4. Not once did Erdely suggest that the bullies were Evangelicals or motivated by Evangelical beliefs about homosexuality, which, by the way, are simply orthodox Christian beliefs widely held by the finest contemporary Protestant and Catholic theologians as well virtually all theologians  in the history of Christendom until the late 20th Century.

I have a number of problems with this point, the first being that calling on theologians to determine the rightness or wrongness of something is basically the same as calling on Browncoats. They’ve dedicated their lives to the interpretation of stories and how those stories affect us as people. Don’t get me wrong, I have an English degree and the study of literature is largely the interpretation of stories to find clues as to the nature of humanity and how we should live. However, the difference between a lit major and a theologian is that lit majors search for suggestions and reflections left by the author, whereas theologians attempt to derive empirical truth from a collection of fairy tales. Honestly, it doesn’t matter any more what they think than it does what a dedicated scholar of Middle Earth thinks.

Let's ask what they think about gays, too.

Moreover, the implication of this point is both to say that there’s no proof that the bullies are Evangelicals, but even if they were, theologians support their bullying. I’m not sure what Higgins was attempting to get across with this, but I sincerely hope it wasn’t what it reads as.

Finally, the orthodoxy of your beliefs is meaningless to this conversation. Being perfectly in line with bigoted beliefs doesn’t make you not a bigot. It makes you part of a system of bigotry. I know enough people who would argue your theology, but that seems like a pointless exercise.
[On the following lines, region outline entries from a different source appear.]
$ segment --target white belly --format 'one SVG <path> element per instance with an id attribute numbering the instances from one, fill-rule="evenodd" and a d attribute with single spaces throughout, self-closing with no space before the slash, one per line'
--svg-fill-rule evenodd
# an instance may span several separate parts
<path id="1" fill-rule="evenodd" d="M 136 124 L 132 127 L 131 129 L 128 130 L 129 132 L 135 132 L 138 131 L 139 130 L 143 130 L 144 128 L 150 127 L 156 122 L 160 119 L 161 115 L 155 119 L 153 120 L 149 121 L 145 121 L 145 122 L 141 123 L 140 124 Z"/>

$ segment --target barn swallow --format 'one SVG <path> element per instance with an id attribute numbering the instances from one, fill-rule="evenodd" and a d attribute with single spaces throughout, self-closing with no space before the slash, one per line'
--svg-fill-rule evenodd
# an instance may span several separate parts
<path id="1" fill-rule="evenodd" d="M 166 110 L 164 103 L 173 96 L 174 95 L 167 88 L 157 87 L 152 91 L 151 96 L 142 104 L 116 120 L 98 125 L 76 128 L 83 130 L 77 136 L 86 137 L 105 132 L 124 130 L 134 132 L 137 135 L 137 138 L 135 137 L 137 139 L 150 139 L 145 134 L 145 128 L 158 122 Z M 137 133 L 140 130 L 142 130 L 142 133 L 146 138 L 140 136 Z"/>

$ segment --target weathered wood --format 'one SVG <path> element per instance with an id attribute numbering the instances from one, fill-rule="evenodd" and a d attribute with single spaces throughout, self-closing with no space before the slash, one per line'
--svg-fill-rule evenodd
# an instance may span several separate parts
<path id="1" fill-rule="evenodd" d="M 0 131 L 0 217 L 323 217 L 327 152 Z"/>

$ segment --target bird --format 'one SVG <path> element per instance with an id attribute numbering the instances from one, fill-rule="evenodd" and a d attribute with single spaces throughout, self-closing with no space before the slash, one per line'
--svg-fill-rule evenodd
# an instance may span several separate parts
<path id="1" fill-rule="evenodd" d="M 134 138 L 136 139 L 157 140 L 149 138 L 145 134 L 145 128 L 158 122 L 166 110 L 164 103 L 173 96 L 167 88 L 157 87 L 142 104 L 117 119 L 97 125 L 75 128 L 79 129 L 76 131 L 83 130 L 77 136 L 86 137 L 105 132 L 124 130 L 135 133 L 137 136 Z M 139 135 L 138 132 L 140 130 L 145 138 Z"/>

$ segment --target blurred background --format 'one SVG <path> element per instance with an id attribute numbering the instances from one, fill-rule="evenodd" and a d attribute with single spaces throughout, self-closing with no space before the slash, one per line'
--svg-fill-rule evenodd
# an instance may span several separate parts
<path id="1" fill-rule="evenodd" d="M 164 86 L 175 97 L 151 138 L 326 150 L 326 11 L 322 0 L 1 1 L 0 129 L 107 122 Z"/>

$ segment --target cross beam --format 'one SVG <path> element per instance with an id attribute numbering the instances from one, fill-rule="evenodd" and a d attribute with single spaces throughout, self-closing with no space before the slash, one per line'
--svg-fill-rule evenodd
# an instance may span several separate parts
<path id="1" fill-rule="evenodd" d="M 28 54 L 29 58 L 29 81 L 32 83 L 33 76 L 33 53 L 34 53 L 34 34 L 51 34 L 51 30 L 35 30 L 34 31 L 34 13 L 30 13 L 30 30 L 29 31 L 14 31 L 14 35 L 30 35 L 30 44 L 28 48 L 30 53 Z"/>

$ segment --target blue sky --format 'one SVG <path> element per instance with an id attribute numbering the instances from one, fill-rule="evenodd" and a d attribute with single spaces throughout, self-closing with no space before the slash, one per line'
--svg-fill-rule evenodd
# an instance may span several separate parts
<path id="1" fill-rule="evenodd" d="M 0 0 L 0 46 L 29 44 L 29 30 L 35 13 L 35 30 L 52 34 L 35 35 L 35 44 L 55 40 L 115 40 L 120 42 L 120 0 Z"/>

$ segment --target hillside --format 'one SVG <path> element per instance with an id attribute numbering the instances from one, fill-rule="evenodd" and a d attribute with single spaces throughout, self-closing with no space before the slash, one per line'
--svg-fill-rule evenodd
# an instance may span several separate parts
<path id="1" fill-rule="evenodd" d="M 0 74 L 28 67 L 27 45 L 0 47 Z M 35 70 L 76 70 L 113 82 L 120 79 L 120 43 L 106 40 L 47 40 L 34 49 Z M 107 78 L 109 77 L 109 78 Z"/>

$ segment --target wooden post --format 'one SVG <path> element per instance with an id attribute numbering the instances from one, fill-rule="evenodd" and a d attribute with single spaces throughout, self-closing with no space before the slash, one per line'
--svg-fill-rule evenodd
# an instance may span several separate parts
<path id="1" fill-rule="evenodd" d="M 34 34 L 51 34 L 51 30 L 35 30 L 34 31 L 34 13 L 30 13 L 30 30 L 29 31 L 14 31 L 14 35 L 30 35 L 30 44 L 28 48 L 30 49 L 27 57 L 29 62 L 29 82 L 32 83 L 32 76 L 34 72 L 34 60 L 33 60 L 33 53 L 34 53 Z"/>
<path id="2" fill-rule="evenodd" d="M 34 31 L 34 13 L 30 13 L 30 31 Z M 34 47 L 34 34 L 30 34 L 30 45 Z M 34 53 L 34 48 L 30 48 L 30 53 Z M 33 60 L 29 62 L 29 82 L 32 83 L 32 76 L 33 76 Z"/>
Most of the rest of the points are variations on the question, “But how can you be sure it was Evangelicals?” Not only is this sort of blatant ass covering nauseating, it reveals a lot about the writer. She is more concerned about the appearance of her preferred in group than she is for the lives of children. Each one of these points is made absolutely meaningless by her statement in point 4, which is that Christian theologians would approve of bullying on Biblical grounds. Whether the bullies were Evangelical or not doesn’t matter since she has stated that Evangelicals who follow the Bible via the interpretations of learned scholars of the text should be doing this. The reality of whether or not the students in question identified as Evangelical or not becomes moot when you consider that according to Higgins, a good Evangelical is required to behave in that fashion.

Whether or not that’s true, which I don’t believe it is, the very nature of this article is abhorrent. Rather than acknowledge a problem, Higgins nitpicks without citing sources and engages in a sort of rhetorical ju-jitsu in which she attempts to protect Evangelicals from criticisms while simultaneously asserting that their anti-gay views are correct. There is only a passing mention that child suicides are even a problem, the rest being an attempt to cast doubt on the article in question with rhetorical questions designed to imply answers (i.e. I have no doubt that Erdely did check on the stories she was told, and asking if she did is a weasel way of implying that she didn’t).

This sort of empty rhetoric is what I’ve come to expect from the anti-gay crowd who continually attempt to cast themselves as victims, cruelly discriminated against because of their faith. It’s not their fault that the Lord wants them to inform gay kids of their sin. They’re stuck between God and a hard place, and these mean liberals are making it worse.

That’s not true. While I’m sure most people who believe these things are simply ignorant, having grown up in a bubble where only those who agree with them can be heard, people like Higgins are steeped in the events of the day. She knows why the things she is asserting are bunk. She chooses to ignore that knowledge, though, because it’s important for the perfect world she and her supporters want that gay kids do remain closeted or kill themselves. There is no way to compromise the idea that a kid shouldn’t kill themselves but should think of themselves as an abomination that God hates.